My kitchen sink has been overtopped any number of times, but it is never breached.

New Orleans should be a port city with a "quaint tourist attraction" attached, it should not be rebuilt unless it is in a different location that is more than 1-2 feet above sea level.

I think I heard Mother Nature saying, pretty clearly: "I built SE Lousiana to be a swamp, and that's what I want it to be."

Yet another reason, aside from criminal incompetence of local elected officials and Corps of Engineers Edifice Complex, why "old" New Orleans should be abandoned:

A geological fault is sinking the place - Wash Post
4.4.2006 1:02am
Leland:
Cabbage:

I missed the coming out party but was there doubt?
4.4.2006 10:47am
Bill Woods (mail):
Although there has been a general global warming over the last 30 years and particularly over the last 10 years, the SST increases in the individual tropical cyclone basins have been smaller than the overall global warming (about half) and, according to the observations, have not brought about any significant increases in global major tropical cyclones except for the Atlantic which as has been discussed, has multi-decadal oscillations driven primarily by changes in Atlantic salinity.

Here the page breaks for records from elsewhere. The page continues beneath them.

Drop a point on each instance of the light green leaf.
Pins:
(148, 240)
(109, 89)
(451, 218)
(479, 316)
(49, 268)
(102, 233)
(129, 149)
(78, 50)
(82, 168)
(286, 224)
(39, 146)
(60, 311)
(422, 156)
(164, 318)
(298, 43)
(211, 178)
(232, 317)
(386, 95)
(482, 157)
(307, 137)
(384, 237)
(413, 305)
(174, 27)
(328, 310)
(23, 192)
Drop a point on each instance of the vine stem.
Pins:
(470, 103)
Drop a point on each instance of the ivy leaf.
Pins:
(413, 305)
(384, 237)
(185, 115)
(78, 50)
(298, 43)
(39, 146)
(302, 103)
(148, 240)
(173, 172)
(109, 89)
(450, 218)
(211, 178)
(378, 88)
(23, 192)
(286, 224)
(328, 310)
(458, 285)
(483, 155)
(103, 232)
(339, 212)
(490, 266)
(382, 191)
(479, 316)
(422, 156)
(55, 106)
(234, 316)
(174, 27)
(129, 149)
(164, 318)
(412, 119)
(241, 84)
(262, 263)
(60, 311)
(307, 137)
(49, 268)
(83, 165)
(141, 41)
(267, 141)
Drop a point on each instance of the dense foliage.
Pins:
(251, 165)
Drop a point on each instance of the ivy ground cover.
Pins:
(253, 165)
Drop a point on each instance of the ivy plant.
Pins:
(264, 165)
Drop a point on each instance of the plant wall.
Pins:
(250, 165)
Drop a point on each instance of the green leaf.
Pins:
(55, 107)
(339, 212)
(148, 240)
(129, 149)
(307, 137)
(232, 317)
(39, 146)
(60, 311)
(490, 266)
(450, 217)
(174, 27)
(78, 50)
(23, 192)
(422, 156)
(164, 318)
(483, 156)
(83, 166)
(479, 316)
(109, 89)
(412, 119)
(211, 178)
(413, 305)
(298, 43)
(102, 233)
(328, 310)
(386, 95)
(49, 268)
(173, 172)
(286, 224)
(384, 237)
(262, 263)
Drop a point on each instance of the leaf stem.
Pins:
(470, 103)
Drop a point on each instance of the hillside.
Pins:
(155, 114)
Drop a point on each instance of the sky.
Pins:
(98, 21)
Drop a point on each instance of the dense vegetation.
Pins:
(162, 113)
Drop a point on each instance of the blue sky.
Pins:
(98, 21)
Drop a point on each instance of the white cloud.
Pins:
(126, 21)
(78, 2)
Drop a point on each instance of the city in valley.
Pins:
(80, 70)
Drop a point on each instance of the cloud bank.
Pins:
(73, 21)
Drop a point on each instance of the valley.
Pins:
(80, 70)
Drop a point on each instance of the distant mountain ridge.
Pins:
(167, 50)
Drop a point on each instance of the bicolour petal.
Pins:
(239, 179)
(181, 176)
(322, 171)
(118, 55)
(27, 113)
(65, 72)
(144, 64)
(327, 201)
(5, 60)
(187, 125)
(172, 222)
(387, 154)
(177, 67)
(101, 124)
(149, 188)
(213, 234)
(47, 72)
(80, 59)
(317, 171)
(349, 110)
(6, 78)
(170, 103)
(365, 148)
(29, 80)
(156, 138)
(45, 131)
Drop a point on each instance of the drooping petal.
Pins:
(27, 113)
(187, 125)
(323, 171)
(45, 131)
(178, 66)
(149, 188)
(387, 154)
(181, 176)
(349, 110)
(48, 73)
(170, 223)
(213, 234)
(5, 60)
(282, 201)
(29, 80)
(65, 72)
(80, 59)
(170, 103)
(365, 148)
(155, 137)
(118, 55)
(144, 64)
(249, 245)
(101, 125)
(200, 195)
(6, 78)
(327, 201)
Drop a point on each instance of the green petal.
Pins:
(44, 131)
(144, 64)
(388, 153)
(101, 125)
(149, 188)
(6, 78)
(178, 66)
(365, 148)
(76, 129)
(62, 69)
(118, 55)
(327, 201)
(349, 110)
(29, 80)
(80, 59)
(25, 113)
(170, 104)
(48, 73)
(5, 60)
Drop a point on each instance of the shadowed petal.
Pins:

No credible observational evidence is available or likely will be available in the next few decades which will be able to directly associate global surface temperature change to changes in global hurricane frequency and intensity.
from William Gray's hurricane season forcast for 2006


These are hypothesized changes that may occur around the end of the 21st Century, when a doubling in the amount of carbon dioxide in the atmosphere may be observed. Changes seen today are likely to be on the order of a 1% alteration in frequency, intensity and rainfall in hurricanes - not even measurable by today's observational techniques.

Overall, these man-made alterations are quite tiny compared to the observed large natural hurricane variability. The Atlantic basin activity has cycles with about 3.5 major hurricanes a year in active periods and about 1.5 majors annually in quiet periods, with each lasting 25-40 years. Moreover, as Knutson and Tuleya stated in their 2004 Journal of Climate article:
"CO2-induced tropical cyclone intensity changes are unlikely to be detectable in historical observations and will probably not be detectable for decades to come."

NOAA FAQs: Subject: G3) What may happen with tropical cyclone activity due to global warming?